You can have one of the most talented people in the world on your team but if you don’t put them in a position to succeed then their chance at success goes way way down. 


Albert Einstein said that “Everybody is a genius. But if you judge a fish by it’s ability to climb a tree, it will spend it’s whole life believing that it is stupid.” So it is with people too! 


You may not see all of your people as geniuses but each of them indeed has their own set of strengths and as a leader it is incumbent upon you to make certain that those strengths are put to good use. Doing so is good for both your organization AND your people.

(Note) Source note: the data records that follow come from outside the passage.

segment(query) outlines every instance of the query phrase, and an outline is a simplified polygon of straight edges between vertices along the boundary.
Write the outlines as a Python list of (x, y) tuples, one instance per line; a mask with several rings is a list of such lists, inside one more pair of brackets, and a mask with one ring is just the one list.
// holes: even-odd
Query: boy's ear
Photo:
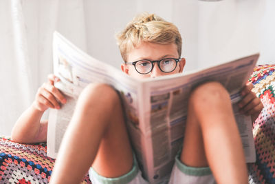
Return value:
[(127, 65), (125, 63), (122, 63), (120, 65), (121, 70), (126, 74), (129, 74), (129, 69)]
[(181, 73), (184, 70), (184, 68), (185, 66), (185, 63), (186, 63), (185, 58), (182, 58), (181, 61), (179, 61), (179, 73)]

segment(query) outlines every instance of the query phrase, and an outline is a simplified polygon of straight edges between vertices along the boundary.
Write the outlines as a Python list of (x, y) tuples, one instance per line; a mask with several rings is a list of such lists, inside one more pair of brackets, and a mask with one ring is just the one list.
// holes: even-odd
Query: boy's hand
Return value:
[(246, 115), (251, 115), (252, 121), (254, 121), (263, 108), (263, 105), (260, 99), (251, 90), (253, 85), (248, 83), (241, 91), (243, 99), (239, 103), (241, 112)]
[(59, 78), (54, 74), (49, 74), (47, 83), (44, 83), (39, 88), (33, 103), (38, 110), (44, 112), (49, 108), (60, 109), (58, 102), (66, 103), (66, 99), (54, 85), (54, 83), (58, 81), (60, 81)]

One of the challenges many leaders face is that they simply do not truly know their people. They don’t know their motivations, they don’t know their goals (or if they even have any) and they don’t know what challenges their people are facing in their own lives. Too many leaders are almost completely unaware of the totality of their people’s strengths and that results in people locked into jobs that are often far below their abilities. 


No one wins when that happens. Underutilized people become unmotivated people in the blink of an eye. If you don’t know what you have in your people you’ll likely never get it out of them.


If you’re a leader and you’re not conducting regular “strength inventories” with your people then you run the risk of demotivating the very people you need to be as engaged as possible. Conducting these types of inventories requires you to interact with your people. It makes you get out from behind that Great Wall known as a desk and meet your people on their terms. Indeed, the huge side benefit of conducting “strength inventories” is you’re also taking the pulse of your organization. 


Do not believe your organization is so big that you as the leader can’t do this. You may leave some of the inventories to your HR group or other leaders but every leader in your organization should be doing at least some inventories of their own people. 

Not providing your people the opportunity to fully utilize their skills is one of the fastest ways to lose them. If you’re lucky once you lose them they will move on to greener pastures, if you’re not lucky then you’ll lose them and they will stay in your organization.